Flores Comestibles
La mayoría de nosotros hemos conocido el uso de algunas flores en materia culinaria, solo a través famosos chefs y por restaurantes gourmets. Luego, poco a poco, se han ido poniendo a nuestro alcance, de modo que ya podemos comprarlas en algunos mercados y, sino tenemos esa posibilidad en nuestra ciudad, siempre existe la opción de la compra on-line.
Las flores comestibles no forman parte solamente de la decoración del plato, como creemos erróneamente muchas veces, sino que hay que elegirlas por el sabor que aportan a los demás ingredientes de la receta y que éste armonice con el conjunto.
Cuando vayamos a comprar flores comestibles, lo más importante de todo, es asegurarnos de que son “comestibles”!!. Es decir: que no hayan sido tratadas con productos fitosanitarios, que puedan perjudicar nuestra salud. Basándonos en este criterio, quedan descartadas las siguientes opciones de compra: en floristerías, en viveros, en macetas o ramilletes de supermercados (sin el indicativo “comestibles”).
Queda claro que han de ser flores procedentes de la Agricultura Ecológica (no utilizan productos químicos de síntesis), o bien, flores que nosotros mismos hayamos cultivado en nuestro propio jardín sin utilizar ningún tipo de químico.
Otra precaución importante a tener en cuenta es que no todas las flores pueden consumirse, pues las hay tóxicas, incluso letales.

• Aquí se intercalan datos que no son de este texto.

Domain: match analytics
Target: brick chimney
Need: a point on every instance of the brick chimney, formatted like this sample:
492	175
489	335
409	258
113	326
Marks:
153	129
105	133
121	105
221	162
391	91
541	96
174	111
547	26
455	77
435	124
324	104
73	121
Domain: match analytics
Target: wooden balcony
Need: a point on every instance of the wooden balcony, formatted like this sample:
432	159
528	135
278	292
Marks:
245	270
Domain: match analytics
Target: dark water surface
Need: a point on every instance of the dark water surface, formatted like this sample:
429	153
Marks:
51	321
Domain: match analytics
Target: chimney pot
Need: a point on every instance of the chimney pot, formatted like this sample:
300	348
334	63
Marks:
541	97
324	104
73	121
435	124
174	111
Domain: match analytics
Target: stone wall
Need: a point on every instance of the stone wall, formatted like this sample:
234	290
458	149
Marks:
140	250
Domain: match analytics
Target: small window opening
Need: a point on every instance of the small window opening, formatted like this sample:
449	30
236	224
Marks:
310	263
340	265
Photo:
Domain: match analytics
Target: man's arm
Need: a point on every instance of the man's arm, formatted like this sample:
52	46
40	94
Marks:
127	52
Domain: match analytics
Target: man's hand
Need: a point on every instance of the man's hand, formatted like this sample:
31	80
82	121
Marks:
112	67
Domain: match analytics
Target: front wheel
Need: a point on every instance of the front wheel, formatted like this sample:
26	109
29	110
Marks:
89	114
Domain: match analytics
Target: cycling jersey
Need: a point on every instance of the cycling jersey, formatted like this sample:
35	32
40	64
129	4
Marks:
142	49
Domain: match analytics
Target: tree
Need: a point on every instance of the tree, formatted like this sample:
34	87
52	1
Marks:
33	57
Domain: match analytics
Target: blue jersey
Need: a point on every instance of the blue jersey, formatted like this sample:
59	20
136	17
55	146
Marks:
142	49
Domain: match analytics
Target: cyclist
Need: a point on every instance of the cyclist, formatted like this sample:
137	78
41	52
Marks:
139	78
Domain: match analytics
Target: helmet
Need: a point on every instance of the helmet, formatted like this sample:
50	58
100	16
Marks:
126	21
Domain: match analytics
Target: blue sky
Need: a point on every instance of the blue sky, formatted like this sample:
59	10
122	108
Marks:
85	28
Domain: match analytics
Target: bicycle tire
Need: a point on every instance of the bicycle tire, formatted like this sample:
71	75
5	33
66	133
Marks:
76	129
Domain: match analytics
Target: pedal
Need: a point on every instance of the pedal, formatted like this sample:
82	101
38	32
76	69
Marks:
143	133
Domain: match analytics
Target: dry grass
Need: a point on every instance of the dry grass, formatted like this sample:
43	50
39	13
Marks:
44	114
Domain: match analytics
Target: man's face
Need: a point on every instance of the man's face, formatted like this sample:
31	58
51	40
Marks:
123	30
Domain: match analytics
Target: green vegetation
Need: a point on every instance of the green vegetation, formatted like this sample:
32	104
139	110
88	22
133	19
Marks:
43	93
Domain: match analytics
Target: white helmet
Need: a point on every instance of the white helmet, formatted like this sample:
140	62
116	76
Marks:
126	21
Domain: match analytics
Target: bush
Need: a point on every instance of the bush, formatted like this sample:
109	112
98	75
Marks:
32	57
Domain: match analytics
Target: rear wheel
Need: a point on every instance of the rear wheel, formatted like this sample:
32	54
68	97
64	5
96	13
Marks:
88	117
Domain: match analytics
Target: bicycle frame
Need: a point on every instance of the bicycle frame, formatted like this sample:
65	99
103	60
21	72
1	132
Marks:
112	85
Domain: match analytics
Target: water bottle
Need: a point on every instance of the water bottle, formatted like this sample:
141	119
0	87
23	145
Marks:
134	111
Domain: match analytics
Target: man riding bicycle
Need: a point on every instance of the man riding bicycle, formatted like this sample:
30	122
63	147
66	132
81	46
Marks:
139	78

La lista de flores comestibles es muy extensa y, aunque nos parezca que es algo novedoso, en realidad, su uso en la cocina se remonta a la cultura romana, la griega o la hindú.
En algunos países de Oriente, desde muy antiguo se han usado las flores de rosa, limonero y naranjo como condimento y como ingrediente para confituras.
En países mediterráneos, sobre todo Italia, es muy conocido el uso de las flores de calabaza y calabacín rellenas y fritas.
En Argelia y Túnez, se doran pétalos de rosas recién cortados, en una sartén sin nada de aceite y espolvoreados de azúcar hasta que se escarchan, convirtiéndose en un perfumado y dulce condimento. Con ellos perfuman platos de cuscús y de cordero.
En Indonesia, se usan flores de jazmín para perfumar platos de pollo y aves.
Las violetas combinan muy bien con las endibias. Muestran un sabor suave y delicado, pudiendo consumirse frescas, secas y confitadas.
La flor de lavanda es muy versátil y puede añadirse al conejo, al pollo y al arroz, así como emplearla para elaborar dulces y helados.
Las caléndulas eran muy apreciadas en la antigüedad por sus cualidades en La India, Grecia y algunos países árabes. Por su ligero sabor amargo, la caléndula se empleaba para aromatizar caldos y bebidas.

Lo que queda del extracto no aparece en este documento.